There's more at the link.

Sound advice, I'm sure (although not from personal experience, I hasten to add).  "Take out the removable center thwart"?  Oh, yes - otherwise your amorous endeavors might be thwarted, to put it mildly!

I note, of course, that this article uses the term "canoe" to refer to something like the Native Americans used, or the Canadian fur trappers who learned from them.  I'd like to see a couple try it in a kayak.  That might make it all the way to "America's Funniest Home Videos"!




Peter

11 comments:

Tal Hartsfeld said...

...or the "Darwin awards" if they die from from their efforts.

Rob said...

Not to be picky but a canoe is a canoe...

Unknown said...

This immediately reminds me of the line from Monty Python's "Live at the Hollywood Bowl" video: "Your American beer is like making love in a canoe - f**king close to water!"

Eric Wilner said...

"Keep some body parts visible"... or hoist a flag proclaiming, "If this canoe's rockin', don't come a-knockin'."

Beans said...

How to have sex in a canoe. Load with some camping equipment, find a spot far away, set up camp, get going on going.

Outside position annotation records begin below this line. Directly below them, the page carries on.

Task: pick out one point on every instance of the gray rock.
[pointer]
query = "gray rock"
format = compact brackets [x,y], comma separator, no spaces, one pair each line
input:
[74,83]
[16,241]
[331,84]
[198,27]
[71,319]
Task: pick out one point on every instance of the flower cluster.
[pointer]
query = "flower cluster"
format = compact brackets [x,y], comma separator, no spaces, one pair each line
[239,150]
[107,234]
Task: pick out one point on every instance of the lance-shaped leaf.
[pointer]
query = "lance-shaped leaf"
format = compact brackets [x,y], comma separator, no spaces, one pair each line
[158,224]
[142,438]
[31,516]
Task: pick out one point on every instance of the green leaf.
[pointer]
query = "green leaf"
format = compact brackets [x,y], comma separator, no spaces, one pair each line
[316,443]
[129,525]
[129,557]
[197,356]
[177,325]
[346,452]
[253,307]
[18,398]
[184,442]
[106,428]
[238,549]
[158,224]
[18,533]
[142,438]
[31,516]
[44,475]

Else pain, and wetness, will lead from most people attempting said activity in an actual canoe.

What next, New York Times? How to have Sex in a Car?

Oh, how times have fallen.

TheOtherSean said...

Has the NYT slid downhill, or is this just par for the course? We're talking about the same paper that wrote that rockets will never work in space because there's nothing to push against there, that employed Soviet propaganda agent Walter Duranty, and that employed prevaricator Jayson Blair.

Rick T said...

First, practice in a hammock... :-)

Feather Blade said...

Step one: set your canoe in a storage cradle on dry land... /

Old NFO said...

Yep, just get in the water... MUCH easier... and less bugs too!

Dave said...

To paraphrase Instapundit...or you can just simulate the experience by drinking a Coors Lite.

BWBandy said...

This ability is innate if you are Canadian.